Done
Done.
Audrey Rose loved hurricanes beverages, something tumultuous under such a calm façade. Something deceptive. When she drank hurricanes she loved dark hair, so different than her own, maybe some place deeper to discover. Wrapped around a beer was the hand that had seen her butterflies that had reached out to her so long ago. His voice, soft, was hard to hear. Communication came between one body and the other. Words were merely a distraction. His head was covered in curls that held stories of women spread out before him. Audrey Rose reached over and plucked the hair that held her story. She swallowed it and chased it by peachy sweetness.
As soon as the hair began to slide down her esophagus she realized their story was over before it had even begun again. Still, he watched her, but there was distance in grey eyes. The storms had passed from them and now they lay flat as stone. The hair in her throat had worked its way further into her body, causing her to belch. It wasn’t a loud belch but it had the very distinctive sound of ‘done.’ Audrey Rose jumped back. Her body belched again – ‘done.’ She tried the word on her lips. The motion spread her lips apart, opening them, closing them. Freedom in the words. Time for good-byes but had there even been hellos?
Audrey Rose moved away from warm memories that were from another time, another life. If she stayed, time would not move. An eternity would pass and they would still be standing at opposite ends of the world.
As her behind shimmied back, she bumped into more dark hair. This hair was straight and long. This hair swished along Audrey Rose’s shoulder, pulling her in. The eyes laughed before the mouth did, but when the mouth let out the sound of sheer happiness, Audrey Rose began to giggle. They looked at each other and at the same time yelled “Giddy-up.”
Roxy had no parents. She was hatched from an egg. White rimmed Elton-John glasses covered eyes that had seen too much but still not enough. Her mind held stories that flowed in waves mixed into crevices held deep inside. When she laughed smiles spread like veins with something vital flowing through reaching, holding.
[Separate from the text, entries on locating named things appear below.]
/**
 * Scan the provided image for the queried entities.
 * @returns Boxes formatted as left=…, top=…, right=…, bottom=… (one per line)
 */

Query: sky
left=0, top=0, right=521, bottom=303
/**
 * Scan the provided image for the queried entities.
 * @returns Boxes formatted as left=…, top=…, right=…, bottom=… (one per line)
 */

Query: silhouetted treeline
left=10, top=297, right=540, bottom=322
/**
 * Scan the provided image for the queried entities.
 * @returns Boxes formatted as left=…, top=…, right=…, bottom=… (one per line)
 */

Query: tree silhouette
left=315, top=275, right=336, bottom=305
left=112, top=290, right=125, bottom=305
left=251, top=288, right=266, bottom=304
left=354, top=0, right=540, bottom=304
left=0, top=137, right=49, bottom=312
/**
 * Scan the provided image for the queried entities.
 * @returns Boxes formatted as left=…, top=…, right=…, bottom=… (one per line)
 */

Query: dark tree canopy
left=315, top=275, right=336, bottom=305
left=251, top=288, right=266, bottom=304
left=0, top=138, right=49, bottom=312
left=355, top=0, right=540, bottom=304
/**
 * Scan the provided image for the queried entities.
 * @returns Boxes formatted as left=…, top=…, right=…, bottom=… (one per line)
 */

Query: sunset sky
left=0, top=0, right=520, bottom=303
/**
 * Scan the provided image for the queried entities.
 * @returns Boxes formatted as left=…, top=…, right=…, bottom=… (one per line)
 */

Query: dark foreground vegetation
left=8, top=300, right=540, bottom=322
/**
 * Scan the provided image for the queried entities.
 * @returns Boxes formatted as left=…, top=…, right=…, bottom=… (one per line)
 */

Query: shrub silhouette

Roxy’s adventures carried her into labyrinths, through the river and eventually always to Sunpie’s. There was no doubt that Roxy and Audrey Rose would meet surrounded by sweat and hurricanes.
Before them two jaeger bombs were placed and disappeared within seconds warming their throats, their bellies. The Elton John glasses were never lifted, the only things the girls lifted were their hands to their lips. In this way passed a night, several nights. And somewhere lost in dreams, in a haze of friendship, something else disappeared too, as if it had never hatched. The only reminder was a curly hair that occasionally tickled her insides.
-Do not attempt to recreate the events of Audrey Rose’s life. They will result in internal and/or external death or at the very least a yeast infection.